Congress, the Legislative Power, is a unicameral parliament. Fifty-seven congressmen are elected to four-year terms also, chosen from political party candidates.
Finally, the General Court or Judicial Power is composed of twenty-two magistrates, elected by the Congress for a minimum of eight years. The General Court is responsible for naming the judges and tribunals.
The different chambers of the Supreme Court are formed by members of the General Court. Of all the chambers, the Constitutional Chamber is the most powerful and it rules on any matters related to the constitutionality of laws and, in general, is in charge of the protection of citizens from any possible improprieties of the government. Better known as “La Sala IV”, this chamber was created within the Supreme Court a few years ago, and has been generally well received by citizens. On several occasions, “La Sala IV” has overturned major, long standing laws, challenged by ordinary citizens on constitutional grounds.
Another important tribunal to mention is the Supreme Tribunal of Elections, which is in charge of guaranteeing fair elections, in accordance with electoral law.
President of the Republic of Costa Rica, Rodrigo Chaves
All Costa Rica attractions are openly available for visitors from other countries. Tourists may stay in the country for periods of up to three months without having to apply for legal residency, and they may return to Costa Rica for another three-month stretch at any time, so long as they have been out of the country for at least 72 hours.
But if people want to stay in Costa Rica for longer than three months at a time, it’s also relatively easy to become a resident. People have to apply for one of several different residency categories while still retaining citizenship in their home country. The categories are: pensionado for those living on a pension; rentista for those who have income coming from outside the country and inversionista for those who want to invest in Costa Rica. Student licenses are also available to those wishing to study in the country.

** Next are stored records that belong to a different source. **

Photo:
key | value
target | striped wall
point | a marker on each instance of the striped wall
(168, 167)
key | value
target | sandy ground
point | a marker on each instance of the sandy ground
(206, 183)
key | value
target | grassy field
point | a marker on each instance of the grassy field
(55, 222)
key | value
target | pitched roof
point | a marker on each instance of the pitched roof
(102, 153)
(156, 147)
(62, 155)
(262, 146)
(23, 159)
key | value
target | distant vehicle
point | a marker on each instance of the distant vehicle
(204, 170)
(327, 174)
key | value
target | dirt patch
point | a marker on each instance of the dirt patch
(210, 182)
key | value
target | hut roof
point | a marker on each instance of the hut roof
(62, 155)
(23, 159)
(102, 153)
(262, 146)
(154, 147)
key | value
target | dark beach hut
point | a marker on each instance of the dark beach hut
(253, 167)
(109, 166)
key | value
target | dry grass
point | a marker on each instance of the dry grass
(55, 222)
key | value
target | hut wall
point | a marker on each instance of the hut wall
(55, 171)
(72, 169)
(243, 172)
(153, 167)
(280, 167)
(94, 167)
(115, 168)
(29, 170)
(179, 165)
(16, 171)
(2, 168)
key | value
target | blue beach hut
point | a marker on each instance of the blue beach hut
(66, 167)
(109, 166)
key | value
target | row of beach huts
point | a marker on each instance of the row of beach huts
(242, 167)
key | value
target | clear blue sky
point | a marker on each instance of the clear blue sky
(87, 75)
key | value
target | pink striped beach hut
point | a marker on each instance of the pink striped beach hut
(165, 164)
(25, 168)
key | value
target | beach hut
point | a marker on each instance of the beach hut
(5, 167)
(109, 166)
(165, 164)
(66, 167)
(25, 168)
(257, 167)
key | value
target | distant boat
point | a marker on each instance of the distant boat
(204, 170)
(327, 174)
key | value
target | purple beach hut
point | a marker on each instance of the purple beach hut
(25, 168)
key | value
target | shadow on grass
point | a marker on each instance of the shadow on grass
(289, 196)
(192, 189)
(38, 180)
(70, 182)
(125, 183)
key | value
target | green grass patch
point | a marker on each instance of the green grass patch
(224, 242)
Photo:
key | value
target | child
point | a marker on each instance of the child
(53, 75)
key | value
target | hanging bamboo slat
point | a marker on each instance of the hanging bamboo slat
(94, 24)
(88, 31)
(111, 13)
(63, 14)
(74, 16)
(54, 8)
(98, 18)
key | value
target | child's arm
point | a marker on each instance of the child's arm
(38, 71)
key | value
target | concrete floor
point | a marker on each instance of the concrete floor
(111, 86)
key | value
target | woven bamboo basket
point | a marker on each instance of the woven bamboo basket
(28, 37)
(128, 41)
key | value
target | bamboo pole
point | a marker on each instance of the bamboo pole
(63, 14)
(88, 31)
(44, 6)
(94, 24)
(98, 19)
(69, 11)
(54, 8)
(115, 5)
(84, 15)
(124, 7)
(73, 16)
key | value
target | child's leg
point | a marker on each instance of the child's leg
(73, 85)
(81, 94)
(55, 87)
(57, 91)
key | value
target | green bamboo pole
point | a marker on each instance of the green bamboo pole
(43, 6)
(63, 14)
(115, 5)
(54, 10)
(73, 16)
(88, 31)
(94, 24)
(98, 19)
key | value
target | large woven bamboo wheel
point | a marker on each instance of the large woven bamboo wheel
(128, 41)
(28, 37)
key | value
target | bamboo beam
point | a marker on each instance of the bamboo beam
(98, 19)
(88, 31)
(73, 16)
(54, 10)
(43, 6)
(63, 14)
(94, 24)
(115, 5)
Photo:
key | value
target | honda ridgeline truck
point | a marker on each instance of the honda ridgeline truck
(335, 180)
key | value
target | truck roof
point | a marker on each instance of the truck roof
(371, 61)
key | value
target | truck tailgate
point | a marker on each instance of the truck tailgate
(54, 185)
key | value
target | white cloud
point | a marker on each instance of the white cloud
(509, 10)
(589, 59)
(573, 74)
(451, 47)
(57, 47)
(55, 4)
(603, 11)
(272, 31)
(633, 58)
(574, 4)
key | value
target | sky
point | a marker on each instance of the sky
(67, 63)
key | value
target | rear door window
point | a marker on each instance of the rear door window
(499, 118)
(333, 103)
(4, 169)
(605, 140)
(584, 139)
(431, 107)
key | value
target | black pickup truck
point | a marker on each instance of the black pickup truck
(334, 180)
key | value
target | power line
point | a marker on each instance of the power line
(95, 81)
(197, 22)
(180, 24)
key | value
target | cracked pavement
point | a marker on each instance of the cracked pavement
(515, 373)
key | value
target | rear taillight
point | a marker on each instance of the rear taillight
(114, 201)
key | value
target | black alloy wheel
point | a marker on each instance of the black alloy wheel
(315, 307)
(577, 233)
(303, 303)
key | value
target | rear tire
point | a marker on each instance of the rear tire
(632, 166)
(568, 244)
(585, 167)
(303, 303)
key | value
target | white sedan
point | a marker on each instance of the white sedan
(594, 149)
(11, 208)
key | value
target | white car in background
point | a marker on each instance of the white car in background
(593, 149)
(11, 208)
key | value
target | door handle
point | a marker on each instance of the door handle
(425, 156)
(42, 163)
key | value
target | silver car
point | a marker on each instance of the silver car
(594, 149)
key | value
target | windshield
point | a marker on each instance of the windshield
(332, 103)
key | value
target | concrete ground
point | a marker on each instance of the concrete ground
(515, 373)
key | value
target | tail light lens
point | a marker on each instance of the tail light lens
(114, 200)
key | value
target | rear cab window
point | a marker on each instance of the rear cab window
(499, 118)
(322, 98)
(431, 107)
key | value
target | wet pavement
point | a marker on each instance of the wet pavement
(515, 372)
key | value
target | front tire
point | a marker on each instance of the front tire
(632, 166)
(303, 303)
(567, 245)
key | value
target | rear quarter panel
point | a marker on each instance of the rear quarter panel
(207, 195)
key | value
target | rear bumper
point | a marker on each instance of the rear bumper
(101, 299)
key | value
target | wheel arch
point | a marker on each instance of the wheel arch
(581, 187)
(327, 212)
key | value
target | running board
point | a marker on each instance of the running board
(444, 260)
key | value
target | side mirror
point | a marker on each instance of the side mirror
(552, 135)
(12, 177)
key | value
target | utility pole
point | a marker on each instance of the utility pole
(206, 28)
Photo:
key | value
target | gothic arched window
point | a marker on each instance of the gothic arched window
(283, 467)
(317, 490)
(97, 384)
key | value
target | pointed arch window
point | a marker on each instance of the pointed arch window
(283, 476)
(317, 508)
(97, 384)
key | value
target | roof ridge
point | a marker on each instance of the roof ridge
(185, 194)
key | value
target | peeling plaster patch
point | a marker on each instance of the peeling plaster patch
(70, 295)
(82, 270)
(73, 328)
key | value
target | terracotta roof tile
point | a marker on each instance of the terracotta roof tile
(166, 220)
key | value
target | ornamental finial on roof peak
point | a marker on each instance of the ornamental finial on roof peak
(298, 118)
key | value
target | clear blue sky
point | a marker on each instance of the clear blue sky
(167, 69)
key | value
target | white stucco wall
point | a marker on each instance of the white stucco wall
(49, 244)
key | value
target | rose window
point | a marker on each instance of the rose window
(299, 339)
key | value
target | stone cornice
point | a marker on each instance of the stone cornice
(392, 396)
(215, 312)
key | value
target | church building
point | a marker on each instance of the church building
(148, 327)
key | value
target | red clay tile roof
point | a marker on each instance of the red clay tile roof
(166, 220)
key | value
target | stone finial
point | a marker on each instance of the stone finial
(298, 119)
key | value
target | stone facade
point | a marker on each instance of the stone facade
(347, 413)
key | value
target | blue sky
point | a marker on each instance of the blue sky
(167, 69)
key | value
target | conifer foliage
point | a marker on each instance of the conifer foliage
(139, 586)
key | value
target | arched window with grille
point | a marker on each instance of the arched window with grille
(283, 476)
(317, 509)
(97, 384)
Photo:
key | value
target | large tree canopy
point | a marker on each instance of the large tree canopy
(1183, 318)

After a certain number of years, residents also have the option of applying for Costa Rican citizenship. The citizenship provides foreign people with all of the same rights as native Costa Ricans, including the right to vote.
Due to the specific requirements for each of these categories changes periodically, one of the best ways to obtain the most up-to-date information on necessary documentation, and assistance with residency issues, is through the Association of Residents of Costa Rica at www.arcr.net.